Intervento temporaneo per gli stipendi, ma resta l'incertezza sul futuro
La Regione Abruzzo ha deciso di stanziare 800.000 euro provenienti dai fondi Fsc Covid per il pagamento degli stipendi relativi al mese di maggio agli operatori delle case di riposo ricadenti nell'area di competenza dell'Asp 1 Teramo. L'importo, confermato dall'assessore regionale Roberto Santangelo durante l'audizione in Conferenza dei capigruppo, riguarda circa 250 lavoratori impiegati nelle strutture dei comuni di Teramo, Civitella del Tronto e Nereto.
All'audizione, richiesta dal consigliere regionale del Partito Democratico Dino Pepe, hanno partecipato i sindaci dei tre Comuni interessati, le organizzazioni sindacali e il commissario straordinario dell'Asp 1, Roberto Canzio. Le sigle sindacali hanno espresso forte preoccupazione in merito alla continuità delle retribuzioni a partire da giugno, mentre i primi cittadini hanno sollecitato un intervento sostitutivo della Regione per sbloccare le retribuzioni arretrate.
- Importo stanziato: 800.000 euro (Fsc Covid)
- Numero lavoratori coinvolti: 250
- Comuni interessati: Teramo, Civitella del Tronto, Nereto
Per affrontare la questione in modo strutturato, il presidente del Consiglio regionale Lorenzo Sospiri ha accolto la proposta di istituire un tavolo permanente sulla vertenza. L'obiettivo dichiarato è duplice: gestire l'emergenza salariale e avviare un percorso di riforma delle aziende pubbliche di servizi alla persona, con attenzione specifica a tariffe, accreditamenti e al sistema regionale delle Asp.
| Voce | Dettaglio |
|---|---|
| Fondo | Fsc Covid |
| Importo | 800.000 euro |
| Beneficiari | Circa 250 lavoratori |
| Comuni | Teramo, Civitella del Tronto, Nereto |
Conseguenze locali e prossime mosse
La copertura dei salari per il mese di maggio offre un sollievo immediato ai dipendenti delle strutture coinvolte e mantiene operative le residenze per anziani nel breve periodo.
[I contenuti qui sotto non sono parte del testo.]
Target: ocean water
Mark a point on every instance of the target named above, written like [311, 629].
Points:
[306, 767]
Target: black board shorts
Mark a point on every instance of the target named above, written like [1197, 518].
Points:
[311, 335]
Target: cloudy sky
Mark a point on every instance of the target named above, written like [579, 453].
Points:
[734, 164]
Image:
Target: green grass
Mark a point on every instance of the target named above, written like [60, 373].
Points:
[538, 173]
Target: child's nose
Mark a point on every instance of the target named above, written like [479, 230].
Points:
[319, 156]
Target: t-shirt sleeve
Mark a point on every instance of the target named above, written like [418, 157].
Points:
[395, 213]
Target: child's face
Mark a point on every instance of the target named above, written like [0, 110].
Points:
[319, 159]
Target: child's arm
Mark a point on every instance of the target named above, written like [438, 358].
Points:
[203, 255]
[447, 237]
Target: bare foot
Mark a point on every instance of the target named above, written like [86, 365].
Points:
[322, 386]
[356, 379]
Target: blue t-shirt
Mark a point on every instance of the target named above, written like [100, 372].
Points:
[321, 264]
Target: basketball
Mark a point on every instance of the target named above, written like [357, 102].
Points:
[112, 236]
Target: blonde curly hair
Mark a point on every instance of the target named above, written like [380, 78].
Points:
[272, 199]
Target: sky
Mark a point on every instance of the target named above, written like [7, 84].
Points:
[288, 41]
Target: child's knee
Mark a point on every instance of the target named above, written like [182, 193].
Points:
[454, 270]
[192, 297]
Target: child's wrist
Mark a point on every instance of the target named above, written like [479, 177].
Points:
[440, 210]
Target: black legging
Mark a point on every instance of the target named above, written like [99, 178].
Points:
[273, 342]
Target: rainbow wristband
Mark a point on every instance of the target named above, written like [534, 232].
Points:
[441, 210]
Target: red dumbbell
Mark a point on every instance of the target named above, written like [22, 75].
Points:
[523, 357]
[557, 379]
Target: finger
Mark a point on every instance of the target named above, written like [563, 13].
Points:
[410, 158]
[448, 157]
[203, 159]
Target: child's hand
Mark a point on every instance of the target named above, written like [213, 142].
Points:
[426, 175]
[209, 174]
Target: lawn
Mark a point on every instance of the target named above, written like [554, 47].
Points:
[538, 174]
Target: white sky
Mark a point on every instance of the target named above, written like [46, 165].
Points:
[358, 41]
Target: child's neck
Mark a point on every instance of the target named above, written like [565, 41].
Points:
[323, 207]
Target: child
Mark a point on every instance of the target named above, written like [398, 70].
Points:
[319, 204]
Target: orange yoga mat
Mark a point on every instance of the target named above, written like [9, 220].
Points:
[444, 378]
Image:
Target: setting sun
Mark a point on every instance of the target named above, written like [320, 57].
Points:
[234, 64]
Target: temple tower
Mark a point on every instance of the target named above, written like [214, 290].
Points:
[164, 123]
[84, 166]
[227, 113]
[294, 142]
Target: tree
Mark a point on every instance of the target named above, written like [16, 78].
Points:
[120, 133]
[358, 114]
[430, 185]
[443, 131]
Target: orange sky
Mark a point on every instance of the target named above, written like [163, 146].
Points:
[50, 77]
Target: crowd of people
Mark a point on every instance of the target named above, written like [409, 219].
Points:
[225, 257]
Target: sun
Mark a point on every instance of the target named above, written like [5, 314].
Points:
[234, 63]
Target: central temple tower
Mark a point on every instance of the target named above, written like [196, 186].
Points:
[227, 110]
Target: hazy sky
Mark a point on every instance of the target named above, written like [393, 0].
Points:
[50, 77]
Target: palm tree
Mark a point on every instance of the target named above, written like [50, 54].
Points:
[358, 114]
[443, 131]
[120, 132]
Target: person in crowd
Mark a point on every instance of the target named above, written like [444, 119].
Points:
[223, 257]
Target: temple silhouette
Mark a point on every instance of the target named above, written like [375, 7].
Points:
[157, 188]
Tuttavia, dalla riunione è emersa la preoccupazione sindacale sulla possibilità che i pagamenti non siano garantiti oltre giugno senza interventi ulteriori e sistemici. I sindaci hanno insistito su un ruolo attivo della Regione per evitare il blocco dei servizi e tutelare sia il personale sia gli ospiti delle strutture.
Il tavolo permanente, che sarà aggiornato dopo un confronto tra l'assessore Santangelo e i rappresentanti sindacali, dovrà occuparsi non solo dell'urgenza dei pagamenti ma anche di elementi strutturali come la revisione delle tariffe e il sistema degli accreditamenti. Secondo il consigliere Pepe e il sindaco di Teramo Gianguido D'Alberto, le misure dovranno mirare a una riforma in grado di prevenire il ripetersi di crisi simili.
Per i cittadini di Teramo la questione è rilevante sia sul fronte occupazionale sia su quello dei servizi socio-sanitari offerti agli anziani: la stabilità finanziaria delle Asp condiziona infatti continuità assistenziale, qualità dei servizi e prospettive lavorative per il personale delle strutture.